Фенрис помолчал, обдумывая эти его слова. Никогда бы до этого он не подумал, чтобы ему хотелось, чтобы Андерс выжил, и не только для того, чтобы эльф прикончил его лично своими руками. Мысли об этом «чертовом маге», от которого по иронии судьбы зависела его, Хоука и Мерриль судьба, да и судьба всего Средиземья, он тоже решил оставить на потом. Сейчас толку от этого не было никакого. 

- И все же мы пока останемся здесь, - упрямо ответил Фенрис, прямо глядя на Митрандира. – Нам некуда идти… И Хоуку пока что требуется уход! Так что, если вы позволите… 

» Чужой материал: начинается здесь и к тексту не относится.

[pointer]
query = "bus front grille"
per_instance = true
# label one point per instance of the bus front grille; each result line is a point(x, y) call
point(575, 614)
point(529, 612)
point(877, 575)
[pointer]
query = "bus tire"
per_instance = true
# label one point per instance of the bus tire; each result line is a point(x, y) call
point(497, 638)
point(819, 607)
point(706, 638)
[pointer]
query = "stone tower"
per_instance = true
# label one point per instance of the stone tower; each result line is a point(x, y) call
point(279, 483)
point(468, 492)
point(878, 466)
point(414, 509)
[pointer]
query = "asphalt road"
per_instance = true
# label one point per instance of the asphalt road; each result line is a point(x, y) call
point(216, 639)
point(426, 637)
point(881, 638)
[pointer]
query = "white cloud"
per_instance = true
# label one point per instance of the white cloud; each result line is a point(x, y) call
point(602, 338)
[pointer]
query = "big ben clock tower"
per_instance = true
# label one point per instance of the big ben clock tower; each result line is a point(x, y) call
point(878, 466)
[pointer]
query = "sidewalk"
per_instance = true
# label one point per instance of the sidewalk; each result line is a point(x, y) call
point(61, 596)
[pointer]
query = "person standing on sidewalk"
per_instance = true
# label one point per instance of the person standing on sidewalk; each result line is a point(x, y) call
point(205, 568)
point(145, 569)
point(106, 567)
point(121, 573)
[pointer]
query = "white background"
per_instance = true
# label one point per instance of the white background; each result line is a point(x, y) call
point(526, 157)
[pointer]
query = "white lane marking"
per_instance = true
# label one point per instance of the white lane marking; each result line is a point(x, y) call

 Выглядел Фенрис при этих словах решительно и, при том, что он был неловким, когда требовалось что-то просить, еще и так неуверенно, что вместе это давало совершенно умилительный эффект эльфа, которому невозможно в чем-либо отказать. Митрандир рассмеялся, глядя на него, и согласно закивал головой:

- Ладно, сударь Фенрис, будь по-вашему. Оставайтесь здесь, покуда считаешь нужным. Имладрис – это приют всякого, кто в нем нуждается и достаточно вежлив, чтобы просить его, так что, я думаю, в тебе хватит такта и очарования, чтобы лорд Элронд согласился с твоим присутствием. Тем более, что Мерриль оказала такое впечатление на некоторых здешних эльфов, например, на того же Арандиля, что просто непростительно будет вам не остаться в Имладрисе еще на недельку-другую. 

 С этими словами, все еще смеясь и покуривая трубку, Митрандир хлопнул Фенриса по плечу и, лукаво подмигнув, встал и зашагал куда-то в сторону, где вскоре скрылся за близлежащими домами. Эльф, сам не зная почему, тоже улыбнулся и подумал, что, как и было сказано им в начале их разговора, утро выдается добрым, не смотря ни на что, и у него остается благоприятное расположение духа. Он встал и, отпив для храбрости из фонтанчика, устремился быстрым шагом к врачевальным палатам. 

 Погода вполне располагала к оптимистичному духу эльфа. В воздухе стояла стойкая свежая прохлада, как перед дождем, но тот пока и не думал собираться, а тучки лишь полупрозрачной пеленой гнездились на небосклоне, не предвещая непогоды, но закрывая собой солнечный свет, и без того слабый и по-зимнему холодный. Такая «и не зима, и не осень, и не лето» очень устраивала Фенриса и он радовался такой погоде. Он радовался и тому, что белая челка таки улеглась на его лбу так, как ему хотелось. А еще эльф радовался тому, что судьба преподнесла ему еще один шанс быть, наконец, с Хоуком, и он решил, что не хочет знать, почему тот предпочел уйти с Андерсом в другой мир и оставить Мерриль и Фенриса в Тедасе.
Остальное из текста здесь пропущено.